To transcribe audio from a file on your computer, run the following cURL command in a terminal or your favorite API client.

curl \
  --request POST \
  --header 'Authorization: Token YOUR_DEEPGRAM_API_KEY' \
  --header 'Content-Type: audio/wav' \
  --data-binary @youraudio.wav \
  --url 'https://api.deepgram.com/v1/listen?search=TERM_OR_PHRASE'

:eyes: Replace YOUR_DEEPGRAM_API_KEY with your Deepgram API Key.

Search for a Term

To search for a single term, send one instance of the search parameter in the query string when calling the API:

search=epistemology

Search for Multiple Terms

You can search for multiple terms individually:

search=epistemology&search=warwick

Search for a Phrase

You can search for a phrase. URL-encode the phrase when submitting it.

search=social%20epistemology

Analyze Response

For this example, we use a WAV audio file that contains the first 20 seconds of a college lecture on epistemology. If you would like to follow along, you can download it.

The term "epistemology" in this audio file is sufficiently technical that our model will not transcribe it accurately, but our phonetic search will still be able to find it.

In our terminal, we run the following cURL command:

curl \
  --request POST \
  --header 'Authorization: Token YOUR_DEEPGRAM_API_KEY' \
  --header 'Content-Type: audio/wav' \
  --data-binary @epistemology.wav \
  --url 'https://api.deepgram.com/v1/listen?search=epistemology'

:eyes: Replace YOUR_DEEPGRAM_API_KEY with your Deepgram API Key.

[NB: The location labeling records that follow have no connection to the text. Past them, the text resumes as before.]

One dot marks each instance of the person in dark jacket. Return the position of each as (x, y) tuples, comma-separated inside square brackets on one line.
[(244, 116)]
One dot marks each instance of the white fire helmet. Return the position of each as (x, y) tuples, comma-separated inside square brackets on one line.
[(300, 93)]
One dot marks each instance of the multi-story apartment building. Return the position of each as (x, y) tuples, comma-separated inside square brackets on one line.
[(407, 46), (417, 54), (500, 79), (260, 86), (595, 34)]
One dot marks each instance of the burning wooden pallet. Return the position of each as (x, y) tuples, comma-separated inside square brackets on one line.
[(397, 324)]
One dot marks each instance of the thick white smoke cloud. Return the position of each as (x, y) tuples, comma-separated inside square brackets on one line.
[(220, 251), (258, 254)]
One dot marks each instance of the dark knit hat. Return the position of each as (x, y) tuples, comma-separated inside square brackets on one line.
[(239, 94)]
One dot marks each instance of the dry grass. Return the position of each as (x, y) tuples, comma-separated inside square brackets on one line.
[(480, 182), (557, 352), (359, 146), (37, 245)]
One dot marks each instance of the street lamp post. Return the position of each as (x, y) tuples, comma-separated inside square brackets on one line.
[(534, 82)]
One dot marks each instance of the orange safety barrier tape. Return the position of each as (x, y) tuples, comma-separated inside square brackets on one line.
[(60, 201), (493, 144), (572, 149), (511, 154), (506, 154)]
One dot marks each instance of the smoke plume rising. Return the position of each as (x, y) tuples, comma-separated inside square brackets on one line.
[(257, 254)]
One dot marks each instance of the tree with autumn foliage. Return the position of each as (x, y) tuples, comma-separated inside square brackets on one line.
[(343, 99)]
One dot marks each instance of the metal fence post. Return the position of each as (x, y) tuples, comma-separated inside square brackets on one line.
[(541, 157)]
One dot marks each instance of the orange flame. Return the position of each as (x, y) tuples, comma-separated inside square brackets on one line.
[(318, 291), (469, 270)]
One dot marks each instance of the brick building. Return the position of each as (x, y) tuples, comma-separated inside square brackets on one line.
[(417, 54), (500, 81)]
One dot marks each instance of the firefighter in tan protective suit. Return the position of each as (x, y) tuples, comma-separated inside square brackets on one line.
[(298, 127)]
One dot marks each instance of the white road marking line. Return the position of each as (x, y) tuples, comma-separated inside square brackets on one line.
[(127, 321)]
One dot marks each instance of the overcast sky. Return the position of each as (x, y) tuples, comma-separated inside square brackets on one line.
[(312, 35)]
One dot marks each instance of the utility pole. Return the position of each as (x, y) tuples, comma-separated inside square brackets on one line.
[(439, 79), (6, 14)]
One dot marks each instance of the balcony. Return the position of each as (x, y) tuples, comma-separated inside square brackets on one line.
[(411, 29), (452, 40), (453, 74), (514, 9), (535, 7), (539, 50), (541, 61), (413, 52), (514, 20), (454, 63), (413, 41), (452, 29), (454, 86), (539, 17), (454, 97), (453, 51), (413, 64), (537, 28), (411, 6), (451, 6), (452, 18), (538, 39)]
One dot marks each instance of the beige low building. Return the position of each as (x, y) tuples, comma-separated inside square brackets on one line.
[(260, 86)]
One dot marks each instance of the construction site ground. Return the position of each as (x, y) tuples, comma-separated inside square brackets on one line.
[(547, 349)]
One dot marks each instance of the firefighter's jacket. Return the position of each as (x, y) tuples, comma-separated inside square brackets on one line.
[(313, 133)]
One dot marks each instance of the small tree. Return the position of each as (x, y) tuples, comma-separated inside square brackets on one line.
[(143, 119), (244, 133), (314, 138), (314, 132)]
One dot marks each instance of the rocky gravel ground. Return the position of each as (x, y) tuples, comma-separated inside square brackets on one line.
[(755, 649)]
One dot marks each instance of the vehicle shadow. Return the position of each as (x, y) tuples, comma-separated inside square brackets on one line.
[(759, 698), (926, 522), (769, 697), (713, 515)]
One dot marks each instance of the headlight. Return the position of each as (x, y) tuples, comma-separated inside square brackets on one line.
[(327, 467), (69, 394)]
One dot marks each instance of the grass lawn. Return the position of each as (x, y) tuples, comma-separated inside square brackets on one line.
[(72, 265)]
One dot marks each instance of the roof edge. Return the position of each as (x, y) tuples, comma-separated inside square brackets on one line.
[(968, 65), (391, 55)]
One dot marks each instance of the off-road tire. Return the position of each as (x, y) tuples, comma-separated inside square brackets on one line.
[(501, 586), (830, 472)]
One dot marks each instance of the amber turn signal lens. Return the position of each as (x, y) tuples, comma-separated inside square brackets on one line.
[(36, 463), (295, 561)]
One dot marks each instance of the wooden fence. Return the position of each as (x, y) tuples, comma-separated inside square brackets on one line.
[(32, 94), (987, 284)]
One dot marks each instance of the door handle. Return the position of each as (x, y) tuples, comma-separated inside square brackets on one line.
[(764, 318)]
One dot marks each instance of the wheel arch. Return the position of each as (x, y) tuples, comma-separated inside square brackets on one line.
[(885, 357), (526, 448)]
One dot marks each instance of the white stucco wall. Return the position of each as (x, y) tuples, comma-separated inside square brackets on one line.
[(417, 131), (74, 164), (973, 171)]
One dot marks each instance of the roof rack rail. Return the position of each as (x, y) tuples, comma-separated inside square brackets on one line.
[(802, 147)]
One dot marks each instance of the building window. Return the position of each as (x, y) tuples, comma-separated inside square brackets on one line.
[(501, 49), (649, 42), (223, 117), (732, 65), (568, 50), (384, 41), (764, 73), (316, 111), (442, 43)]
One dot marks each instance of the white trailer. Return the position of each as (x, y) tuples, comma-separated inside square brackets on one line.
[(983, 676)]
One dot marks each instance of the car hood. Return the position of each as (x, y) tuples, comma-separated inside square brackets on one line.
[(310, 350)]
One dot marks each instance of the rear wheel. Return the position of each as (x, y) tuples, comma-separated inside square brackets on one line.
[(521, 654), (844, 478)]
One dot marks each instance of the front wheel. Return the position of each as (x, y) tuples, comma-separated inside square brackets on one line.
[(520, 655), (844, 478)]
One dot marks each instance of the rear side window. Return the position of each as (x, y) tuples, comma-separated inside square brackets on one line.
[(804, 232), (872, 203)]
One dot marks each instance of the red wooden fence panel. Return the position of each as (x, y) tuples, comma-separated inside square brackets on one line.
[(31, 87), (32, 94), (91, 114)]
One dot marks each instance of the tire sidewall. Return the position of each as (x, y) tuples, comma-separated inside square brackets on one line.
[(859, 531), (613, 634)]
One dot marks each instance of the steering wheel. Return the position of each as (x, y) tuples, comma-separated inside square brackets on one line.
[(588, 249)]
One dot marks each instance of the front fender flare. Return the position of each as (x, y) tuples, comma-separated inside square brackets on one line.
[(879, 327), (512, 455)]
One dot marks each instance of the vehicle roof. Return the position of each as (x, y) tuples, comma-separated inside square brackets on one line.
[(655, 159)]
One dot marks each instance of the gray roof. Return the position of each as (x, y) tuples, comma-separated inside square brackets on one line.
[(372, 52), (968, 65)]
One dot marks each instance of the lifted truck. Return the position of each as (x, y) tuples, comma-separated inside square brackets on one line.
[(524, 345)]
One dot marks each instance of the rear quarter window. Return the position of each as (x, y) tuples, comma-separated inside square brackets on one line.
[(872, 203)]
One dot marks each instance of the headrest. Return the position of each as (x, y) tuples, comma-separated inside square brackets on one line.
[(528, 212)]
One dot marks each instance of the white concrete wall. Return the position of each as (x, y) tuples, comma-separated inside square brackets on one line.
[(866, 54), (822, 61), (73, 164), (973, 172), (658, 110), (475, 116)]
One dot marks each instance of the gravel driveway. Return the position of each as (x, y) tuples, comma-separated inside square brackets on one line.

When the file is finished processing (often after only a few seconds), you’ll receive a JSON response that has the following basic structure:

{
	"metadata": {
		"transaction_key": "string",
		"request_id": "string",
		"sha256": "string",
		"created": "string",
		"duration": 0,
		"channels": 0
	},
	"results": {
		"channels": [
			{
				"search": [],
				"alternatives": []
			}
		]
	}
}

Let's look more closely at the alternatives object:

...
"alternatives":[
  {
    "transcript": "hello this is steve fuller i'm a professor of social epi at the university of warwick and the question before us today is what is a and why is it important epi is the branch philosophy that is concerned with the nature of knowledge",
    "confidence": 0.9773828,
    "words":[
      {"word":"hello","start":1.2560788,"end":1.3358299,"confidence":0.9822957},
        ...
    ]
  }
]

The audio file contains multiple occurrences of the word "epistemology". Notice that the content of transcript indicates that the model, being unfamiliar with the term, has guessed that the first occurrence is epi. Later, picking up on the initial sound of the word, it has guessed that the second occurrence is a. Later still, for the third occurrence, the model has guessed epi again.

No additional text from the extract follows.